Seems not relevant? I think we’re running into an under-definition of IGF (and the fact that it doesn’t actually have a utility function, even over local mutations on a fixed genotype). Does IGF have to involve genomes, or just information patterns as written in nucleotides or in binary? The “outer objective” of IGF suffers a classic identifiability issue common to many “outer objectives”, where the ancestral “training signal” history is fully compatible with “IGF just for genomes” and also “IGF for all relevant information patterns made of components of your current pattern.”
(After reading more, you later seem to acknowledge this point—that evolution wasn’t “shouting” anything about genomes in particular. But then why raise this point earlier?)
Now, there’s a reasonable counterargument to this point, which is that there’s no psychologically-small tweak to human psychology that dramatically increases that human’s IGF. (We’d expect evolution to have gathered that low-hanging fruit.)
I don’t know if I disagree, it depends what you mean here. If “psychologically small” is “small” in a metric of direct tweaks to high-level cognitive properties (like propensity to cheat given abstract knowledge of resources X and mating opportunities Y), then I think that isn’t true. By information inaccessibility, I think that evolution can’t optimize directly over high-level cognitive properties.
Optima often occur at extremes, and concepts tend to differ pretty widely at the extremes, etc. When the AI gets out of the training regime and starts really optimizing, then any mismatch between its ends and our values are likely to get exaggerated.
This kind of argument seems sketchy to me. Doesn’t it prove too much? Suppose there’s a copy of me which also values coffee to the tune of $40/month and reflectively endorses that value at that strength. Are my copy and I now pairwise misaligned in any future where one of us “gets out of the training regime and starts really optimizing”? (ETA: that is, significantly more pairwise misaligned than I would be with an exact copy of myself in such a situation. For more selfish people, I imagine this prompt would produce misalignment due to some desires like coffee/sex being first-person.)
And all this is to say nothing about how humans’ values are much more complex and fragile than IGF, and thus much trickier to transmit
Complexity is probably relative to the learning process and inductive biases in question.
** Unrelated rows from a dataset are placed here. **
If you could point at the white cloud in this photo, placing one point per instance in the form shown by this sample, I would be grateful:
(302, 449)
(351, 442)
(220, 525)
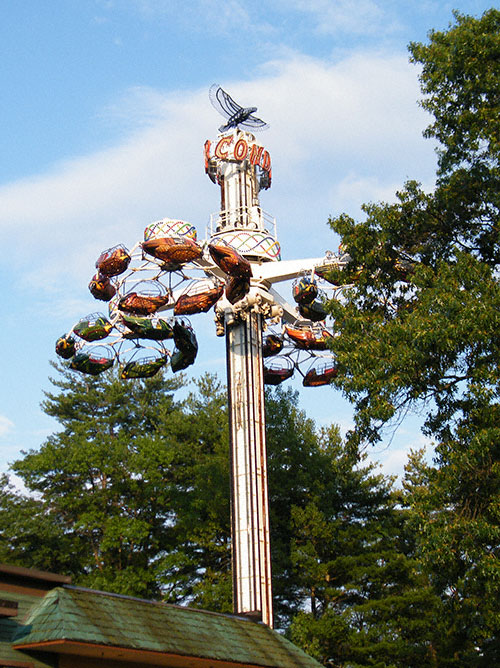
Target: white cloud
(6, 425)
(338, 134)
(357, 17)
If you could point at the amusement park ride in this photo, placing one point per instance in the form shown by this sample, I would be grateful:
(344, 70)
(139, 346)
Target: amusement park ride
(235, 272)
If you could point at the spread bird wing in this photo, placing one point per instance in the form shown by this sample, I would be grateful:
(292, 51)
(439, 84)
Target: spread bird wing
(254, 123)
(222, 101)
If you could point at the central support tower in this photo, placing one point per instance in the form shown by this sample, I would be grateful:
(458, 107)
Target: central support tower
(241, 167)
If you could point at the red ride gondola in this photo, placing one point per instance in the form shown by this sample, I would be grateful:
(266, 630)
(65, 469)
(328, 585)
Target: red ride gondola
(230, 261)
(198, 301)
(145, 298)
(173, 250)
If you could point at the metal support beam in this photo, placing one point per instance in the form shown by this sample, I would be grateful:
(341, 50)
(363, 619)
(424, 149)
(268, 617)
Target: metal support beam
(252, 591)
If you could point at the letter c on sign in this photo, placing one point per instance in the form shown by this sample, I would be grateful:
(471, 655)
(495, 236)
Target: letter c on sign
(240, 149)
(221, 148)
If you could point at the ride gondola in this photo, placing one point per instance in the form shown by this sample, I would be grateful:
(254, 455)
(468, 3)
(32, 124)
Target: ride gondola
(93, 327)
(101, 288)
(278, 371)
(155, 329)
(199, 300)
(308, 337)
(113, 261)
(230, 261)
(143, 368)
(65, 346)
(320, 374)
(174, 251)
(91, 364)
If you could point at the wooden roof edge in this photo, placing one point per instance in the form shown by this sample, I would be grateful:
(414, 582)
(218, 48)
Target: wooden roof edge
(34, 574)
(149, 657)
(237, 616)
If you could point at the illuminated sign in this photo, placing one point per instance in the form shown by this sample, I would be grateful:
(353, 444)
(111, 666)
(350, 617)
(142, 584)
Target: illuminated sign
(227, 149)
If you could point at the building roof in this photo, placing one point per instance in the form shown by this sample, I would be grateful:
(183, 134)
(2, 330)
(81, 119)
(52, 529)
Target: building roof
(75, 620)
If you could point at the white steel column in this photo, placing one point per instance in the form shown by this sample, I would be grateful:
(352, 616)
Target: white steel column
(252, 591)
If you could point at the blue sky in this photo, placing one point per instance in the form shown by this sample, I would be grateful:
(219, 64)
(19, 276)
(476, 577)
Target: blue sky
(103, 115)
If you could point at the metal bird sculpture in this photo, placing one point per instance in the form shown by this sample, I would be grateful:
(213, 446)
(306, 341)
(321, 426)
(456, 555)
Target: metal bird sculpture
(237, 116)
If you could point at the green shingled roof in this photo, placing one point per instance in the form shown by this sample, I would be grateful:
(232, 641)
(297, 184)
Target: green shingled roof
(81, 615)
(10, 626)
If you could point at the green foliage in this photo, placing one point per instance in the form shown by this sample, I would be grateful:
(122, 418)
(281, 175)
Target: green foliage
(418, 329)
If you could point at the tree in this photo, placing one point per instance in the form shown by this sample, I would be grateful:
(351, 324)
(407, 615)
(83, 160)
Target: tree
(370, 604)
(103, 481)
(419, 326)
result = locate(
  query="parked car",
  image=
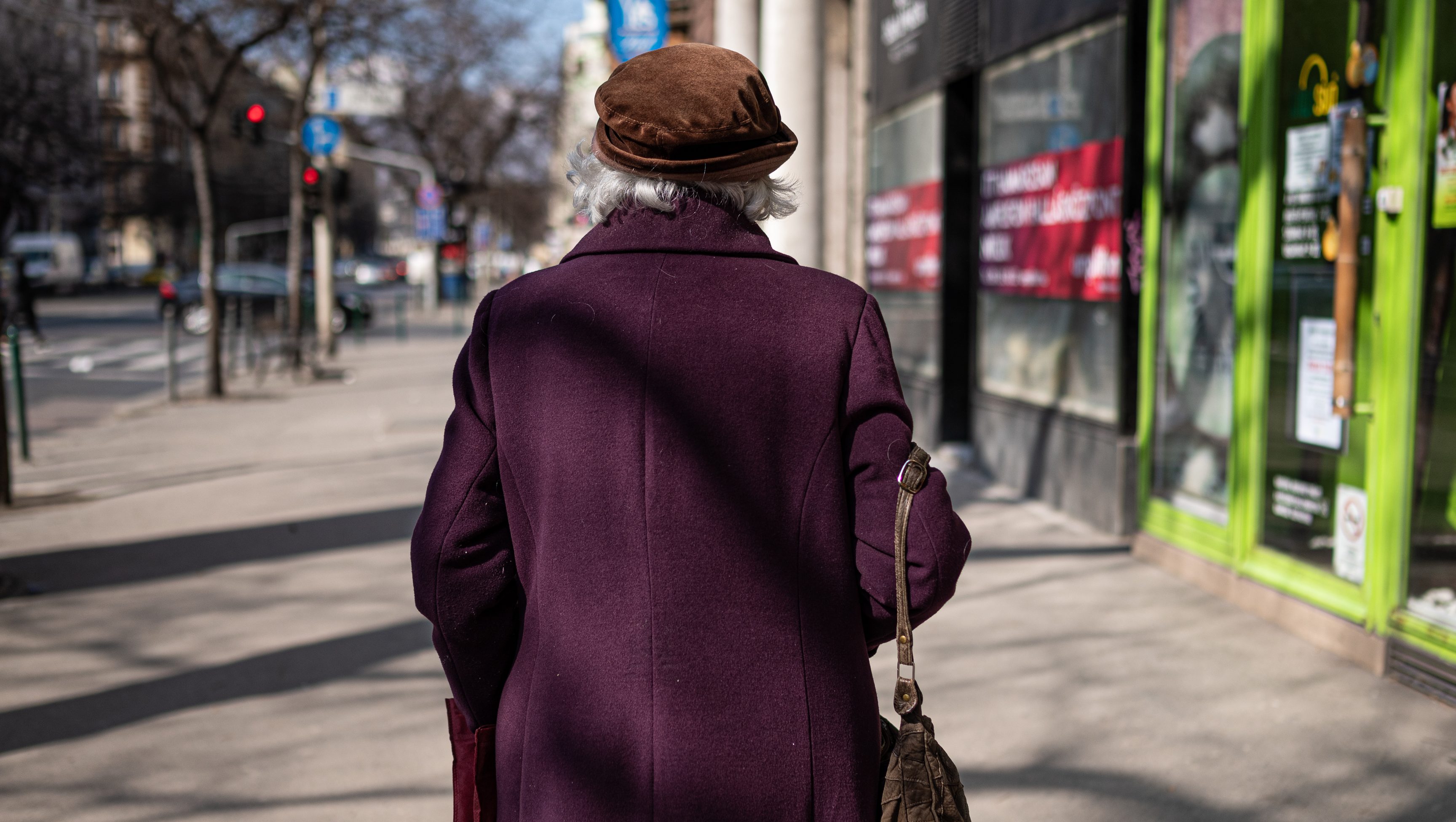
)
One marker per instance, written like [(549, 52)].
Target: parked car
[(51, 261), (370, 270), (265, 286)]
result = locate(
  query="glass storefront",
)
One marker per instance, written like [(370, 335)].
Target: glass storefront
[(1200, 198), (1433, 519), (1315, 440), (1298, 421), (1050, 241), (903, 249)]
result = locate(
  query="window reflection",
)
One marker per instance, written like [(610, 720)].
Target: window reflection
[(1194, 382)]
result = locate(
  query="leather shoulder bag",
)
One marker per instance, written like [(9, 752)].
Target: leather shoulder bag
[(919, 782)]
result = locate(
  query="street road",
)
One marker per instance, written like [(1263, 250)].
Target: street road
[(99, 350)]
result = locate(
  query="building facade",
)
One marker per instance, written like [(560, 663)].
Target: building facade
[(1298, 405), (1004, 228)]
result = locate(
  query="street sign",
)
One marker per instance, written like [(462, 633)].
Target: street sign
[(321, 136), (430, 225), (428, 195), (637, 27), (360, 99)]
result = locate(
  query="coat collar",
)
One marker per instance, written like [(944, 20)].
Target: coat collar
[(693, 228)]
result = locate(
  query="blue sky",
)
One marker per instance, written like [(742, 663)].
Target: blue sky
[(546, 24)]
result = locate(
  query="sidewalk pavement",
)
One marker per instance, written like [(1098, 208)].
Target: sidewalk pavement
[(228, 633)]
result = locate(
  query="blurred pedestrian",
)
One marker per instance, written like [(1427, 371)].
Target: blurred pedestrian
[(657, 549), (22, 300)]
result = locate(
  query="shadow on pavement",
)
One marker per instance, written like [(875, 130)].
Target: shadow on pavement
[(78, 569), (257, 675)]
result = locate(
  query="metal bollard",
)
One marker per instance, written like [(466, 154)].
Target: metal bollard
[(249, 357), (401, 313), (230, 334), (24, 430), (169, 344)]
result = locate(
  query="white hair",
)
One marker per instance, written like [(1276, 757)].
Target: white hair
[(600, 190)]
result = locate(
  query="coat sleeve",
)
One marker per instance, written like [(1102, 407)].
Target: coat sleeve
[(877, 443), (462, 558)]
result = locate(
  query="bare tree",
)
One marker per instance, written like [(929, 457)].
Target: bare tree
[(471, 99), (47, 102), (195, 47), (327, 31)]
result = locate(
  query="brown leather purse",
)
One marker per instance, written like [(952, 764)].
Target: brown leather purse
[(919, 782)]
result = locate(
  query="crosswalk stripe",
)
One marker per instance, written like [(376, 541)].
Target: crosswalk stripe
[(155, 361)]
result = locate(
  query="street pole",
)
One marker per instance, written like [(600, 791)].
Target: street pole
[(401, 308), (324, 283), (6, 495), (19, 392), (169, 344)]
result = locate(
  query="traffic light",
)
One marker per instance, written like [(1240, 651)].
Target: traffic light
[(248, 123), (312, 188)]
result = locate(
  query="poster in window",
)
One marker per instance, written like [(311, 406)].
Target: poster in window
[(1052, 225), (1443, 212), (903, 238), (1315, 421)]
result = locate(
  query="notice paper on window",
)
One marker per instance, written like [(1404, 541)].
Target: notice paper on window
[(1315, 421), (1306, 156)]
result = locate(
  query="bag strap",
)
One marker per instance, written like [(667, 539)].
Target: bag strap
[(913, 476)]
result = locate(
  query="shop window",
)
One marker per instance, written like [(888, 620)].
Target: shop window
[(1050, 235), (1330, 79), (1433, 519), (1193, 414), (903, 249)]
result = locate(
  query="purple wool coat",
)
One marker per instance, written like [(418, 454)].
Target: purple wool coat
[(658, 542)]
While any given set of values will be difficult to transmit in full (which is perhaps your point), the fact that humans did end up with their values shows evidence that human values are the kind of thing which can be transmitted/formed easily in at least one architecture.
- David Johnston 4 Oct 2022 21:00 UTC
  1 point
  0
  Parent
  Regarding identifiably, there’s a maybe slightly useful question you could ask which is something like “if evolution was designed by an actual human computer scientist, what do you think they wanted to achieve?”
  
  …. But I feel like that’s ultimately just begging the questions that “IGF maximisation” is supposed to help answer.